The bench ruled unanimously that differentiating between “corrupt public servants based on their status” violates the fundamental right of equality, as enshrined in Article 14 of the Constitution.

The verdict came on a public interest litigation moved by BJP leader Subramanian Swamy and the Centre for Public Interest Litigation, challenging Section 6A of the Delhi Special Police Establishment (DSPE) Act.

Section 6A was introduced during National Democratic Alliance rule but was fiercely defended in the apex court by the United Progressive Alliance government. Three additional solicitors-general — L. Nageswara Rao, K.V. Vishwanthan and Siddharth Luthra — argued that the provision shielded officials from false complaints.

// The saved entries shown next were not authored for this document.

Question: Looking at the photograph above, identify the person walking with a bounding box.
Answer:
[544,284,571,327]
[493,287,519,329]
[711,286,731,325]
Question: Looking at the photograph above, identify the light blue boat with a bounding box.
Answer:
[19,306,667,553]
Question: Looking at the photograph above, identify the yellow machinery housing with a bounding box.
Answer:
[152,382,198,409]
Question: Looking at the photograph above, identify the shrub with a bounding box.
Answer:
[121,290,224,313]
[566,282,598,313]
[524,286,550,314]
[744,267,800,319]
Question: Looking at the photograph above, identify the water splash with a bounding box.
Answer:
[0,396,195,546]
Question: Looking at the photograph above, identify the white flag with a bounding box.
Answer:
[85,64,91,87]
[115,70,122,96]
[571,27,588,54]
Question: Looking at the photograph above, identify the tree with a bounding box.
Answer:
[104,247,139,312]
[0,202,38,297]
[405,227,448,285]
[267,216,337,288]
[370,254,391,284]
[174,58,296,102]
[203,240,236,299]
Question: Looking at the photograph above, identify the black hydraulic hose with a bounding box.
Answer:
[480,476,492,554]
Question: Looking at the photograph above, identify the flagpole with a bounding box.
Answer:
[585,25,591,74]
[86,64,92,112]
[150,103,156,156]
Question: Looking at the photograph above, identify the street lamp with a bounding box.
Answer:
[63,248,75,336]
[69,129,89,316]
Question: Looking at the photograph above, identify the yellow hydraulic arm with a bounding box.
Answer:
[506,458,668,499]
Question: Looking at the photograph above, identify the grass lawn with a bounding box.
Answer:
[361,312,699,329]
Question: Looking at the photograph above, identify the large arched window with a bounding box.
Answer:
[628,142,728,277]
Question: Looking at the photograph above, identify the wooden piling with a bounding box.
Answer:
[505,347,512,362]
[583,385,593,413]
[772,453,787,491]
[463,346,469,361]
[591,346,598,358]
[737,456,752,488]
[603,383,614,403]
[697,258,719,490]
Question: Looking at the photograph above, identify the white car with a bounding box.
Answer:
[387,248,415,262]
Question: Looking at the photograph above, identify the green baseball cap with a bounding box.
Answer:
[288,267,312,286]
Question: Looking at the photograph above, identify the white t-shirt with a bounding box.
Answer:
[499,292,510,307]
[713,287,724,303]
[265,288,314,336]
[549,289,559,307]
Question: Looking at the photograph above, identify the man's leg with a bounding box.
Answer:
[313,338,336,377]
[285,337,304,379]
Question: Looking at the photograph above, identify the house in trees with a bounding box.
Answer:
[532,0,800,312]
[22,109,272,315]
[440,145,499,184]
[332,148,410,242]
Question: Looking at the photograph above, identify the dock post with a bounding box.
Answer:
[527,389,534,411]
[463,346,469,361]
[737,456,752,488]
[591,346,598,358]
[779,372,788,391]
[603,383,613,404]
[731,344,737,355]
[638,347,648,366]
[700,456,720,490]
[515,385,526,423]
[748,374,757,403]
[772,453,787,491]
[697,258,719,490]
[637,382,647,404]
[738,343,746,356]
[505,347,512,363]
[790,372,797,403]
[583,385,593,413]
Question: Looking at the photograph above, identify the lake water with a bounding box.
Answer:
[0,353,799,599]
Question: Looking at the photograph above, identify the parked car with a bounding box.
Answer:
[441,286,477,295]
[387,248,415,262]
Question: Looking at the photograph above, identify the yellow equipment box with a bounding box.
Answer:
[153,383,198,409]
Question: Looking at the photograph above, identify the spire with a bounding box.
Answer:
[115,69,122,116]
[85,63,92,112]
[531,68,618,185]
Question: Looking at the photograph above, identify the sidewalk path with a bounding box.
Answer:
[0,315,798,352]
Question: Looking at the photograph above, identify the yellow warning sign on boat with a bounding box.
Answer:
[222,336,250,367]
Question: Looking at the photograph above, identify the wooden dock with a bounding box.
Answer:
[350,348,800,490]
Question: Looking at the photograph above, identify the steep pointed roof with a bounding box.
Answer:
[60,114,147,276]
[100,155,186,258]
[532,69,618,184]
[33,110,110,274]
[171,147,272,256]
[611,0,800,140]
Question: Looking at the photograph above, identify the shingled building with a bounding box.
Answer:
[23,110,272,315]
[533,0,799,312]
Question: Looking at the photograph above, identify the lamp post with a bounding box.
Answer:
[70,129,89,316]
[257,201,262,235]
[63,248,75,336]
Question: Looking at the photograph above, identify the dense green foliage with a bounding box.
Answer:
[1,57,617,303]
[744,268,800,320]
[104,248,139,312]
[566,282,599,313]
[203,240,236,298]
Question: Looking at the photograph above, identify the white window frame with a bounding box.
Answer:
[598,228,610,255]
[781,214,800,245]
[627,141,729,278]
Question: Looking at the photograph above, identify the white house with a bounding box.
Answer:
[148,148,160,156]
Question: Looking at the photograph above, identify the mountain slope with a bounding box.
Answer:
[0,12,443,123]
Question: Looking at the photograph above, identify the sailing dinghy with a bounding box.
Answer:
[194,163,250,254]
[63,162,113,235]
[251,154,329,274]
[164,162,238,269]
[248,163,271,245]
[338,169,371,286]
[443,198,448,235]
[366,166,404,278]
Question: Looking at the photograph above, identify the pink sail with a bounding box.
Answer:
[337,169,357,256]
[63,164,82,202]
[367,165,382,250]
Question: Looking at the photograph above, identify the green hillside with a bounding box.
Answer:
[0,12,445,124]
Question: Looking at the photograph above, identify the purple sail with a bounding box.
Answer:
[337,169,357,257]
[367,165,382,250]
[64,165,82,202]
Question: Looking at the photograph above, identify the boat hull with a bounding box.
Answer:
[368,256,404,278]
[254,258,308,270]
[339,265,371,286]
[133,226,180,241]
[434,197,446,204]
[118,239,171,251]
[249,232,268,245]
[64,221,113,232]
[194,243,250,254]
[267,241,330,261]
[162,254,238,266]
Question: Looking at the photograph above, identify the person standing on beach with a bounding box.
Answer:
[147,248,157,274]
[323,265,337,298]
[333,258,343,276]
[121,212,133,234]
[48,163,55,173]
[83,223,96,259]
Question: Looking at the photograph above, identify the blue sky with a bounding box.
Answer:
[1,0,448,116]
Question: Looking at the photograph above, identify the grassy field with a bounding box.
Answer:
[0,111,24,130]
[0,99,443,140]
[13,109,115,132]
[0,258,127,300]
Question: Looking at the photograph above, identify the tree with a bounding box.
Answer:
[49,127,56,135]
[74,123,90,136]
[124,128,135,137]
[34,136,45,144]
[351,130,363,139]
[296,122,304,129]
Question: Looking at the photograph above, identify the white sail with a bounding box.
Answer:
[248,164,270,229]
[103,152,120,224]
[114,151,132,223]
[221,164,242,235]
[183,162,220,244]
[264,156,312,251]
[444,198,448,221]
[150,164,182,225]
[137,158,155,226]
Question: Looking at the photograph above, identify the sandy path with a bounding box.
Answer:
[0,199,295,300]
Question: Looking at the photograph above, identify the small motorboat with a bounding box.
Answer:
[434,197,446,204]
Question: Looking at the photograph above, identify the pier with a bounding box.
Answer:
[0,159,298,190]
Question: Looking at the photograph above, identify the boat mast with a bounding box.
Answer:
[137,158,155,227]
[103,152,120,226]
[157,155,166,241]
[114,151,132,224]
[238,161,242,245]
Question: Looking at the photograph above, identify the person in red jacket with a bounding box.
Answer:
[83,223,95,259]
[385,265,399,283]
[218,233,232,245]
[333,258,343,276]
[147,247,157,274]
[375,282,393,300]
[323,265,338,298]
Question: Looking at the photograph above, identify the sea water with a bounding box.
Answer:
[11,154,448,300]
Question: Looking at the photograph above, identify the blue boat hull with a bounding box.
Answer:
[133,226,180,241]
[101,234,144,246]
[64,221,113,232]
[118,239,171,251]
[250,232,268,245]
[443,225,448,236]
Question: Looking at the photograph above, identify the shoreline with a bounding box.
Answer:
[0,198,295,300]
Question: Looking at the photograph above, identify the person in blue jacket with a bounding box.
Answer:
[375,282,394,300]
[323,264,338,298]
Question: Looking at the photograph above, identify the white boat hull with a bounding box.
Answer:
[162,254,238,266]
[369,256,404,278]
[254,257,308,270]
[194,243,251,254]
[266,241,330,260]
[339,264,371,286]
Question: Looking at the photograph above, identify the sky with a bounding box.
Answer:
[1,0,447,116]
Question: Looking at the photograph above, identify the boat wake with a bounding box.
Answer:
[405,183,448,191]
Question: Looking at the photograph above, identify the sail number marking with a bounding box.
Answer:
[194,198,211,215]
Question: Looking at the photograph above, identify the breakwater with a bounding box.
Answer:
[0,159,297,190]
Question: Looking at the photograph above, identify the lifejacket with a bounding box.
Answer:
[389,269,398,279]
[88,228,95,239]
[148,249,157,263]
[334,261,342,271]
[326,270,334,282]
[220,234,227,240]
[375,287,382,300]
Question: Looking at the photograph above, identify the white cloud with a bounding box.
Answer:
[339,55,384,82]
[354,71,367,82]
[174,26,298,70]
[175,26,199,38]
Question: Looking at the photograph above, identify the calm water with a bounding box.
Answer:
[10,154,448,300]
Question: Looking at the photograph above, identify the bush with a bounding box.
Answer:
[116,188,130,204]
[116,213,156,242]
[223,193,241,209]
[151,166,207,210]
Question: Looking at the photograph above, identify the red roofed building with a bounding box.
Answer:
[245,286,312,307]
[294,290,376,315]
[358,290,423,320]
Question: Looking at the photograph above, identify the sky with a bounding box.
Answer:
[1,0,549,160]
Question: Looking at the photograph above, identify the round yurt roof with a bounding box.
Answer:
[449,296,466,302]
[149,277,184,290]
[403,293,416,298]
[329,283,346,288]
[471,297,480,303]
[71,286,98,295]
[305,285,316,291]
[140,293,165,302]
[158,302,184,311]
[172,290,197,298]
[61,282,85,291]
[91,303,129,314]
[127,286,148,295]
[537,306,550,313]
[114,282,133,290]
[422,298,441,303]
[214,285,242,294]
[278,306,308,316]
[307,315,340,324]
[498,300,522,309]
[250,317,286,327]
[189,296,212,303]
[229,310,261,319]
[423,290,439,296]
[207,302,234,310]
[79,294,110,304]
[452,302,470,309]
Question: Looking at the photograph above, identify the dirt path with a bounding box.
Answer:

But the court rejected it. “It seems to us that classification… on the basis of status in the government service is not permissible under Article 14 as it defeats the purpose of finding prima facie truth into the allegations of graft,” it said.

“Corruption is an enemy of nation” and tracking down and punishing corrupt public servants is a necessary mandate of the Prevention of Corruption Act, 1988, the court ruled. Some of the points it made:


The court noted that the “essence of police investigation is skilful inquiry and collection of evidence” quietly so that the accused are not “forewarned”. But the requirement of prior government approval leads to the accused being indirectly put on “notice”.

Govt influence

The need to take the Centre’s approval robs the CBI of “confidentiality and insulation… from political and bureaucratic control and influence”. Besides, such a process is vulnerable to “leaks and disclosures at every stage”.

“The provision thwarts an independent, unhampered, unbiased, efficient and fearless inquiry,” the court said.

Preliminary fetters

“If the CBI is not even allowed to verify complaints by a preliminary enquiry (without government sanction), how can the case move forward?” the court asked.

“A preliminary enquiry is intended to ascertain whether a prima facie case for investigation is made out or not. If the CBI is prevented from holding a preliminary enquiry, at the very threshold, a fetter is put” on the agency.

Scary nexus

The bench recalled how a 1993 committee headed by former home secretary N.N. Vohra had observed that “linkages of crime syndicate with senior government functionaries or political leaders… could have a destabilising effect on... the government”.

The court said: “The report paints a frightening picture of criminal-bureaucratic-political nexus — a network of high-level corruption.”

Section 6A put this “nexus in a position to block inquiry”.

Public mischief

The bench said a law looks to either eliminate a public mischief or achieve a public good, but Section 6A “advances public mischief and protects the crime-doer”.

“Corruption by public servants not only leads to corrosion of the moral fabric of the society but is also harmful to the national economy and national interest,” it said.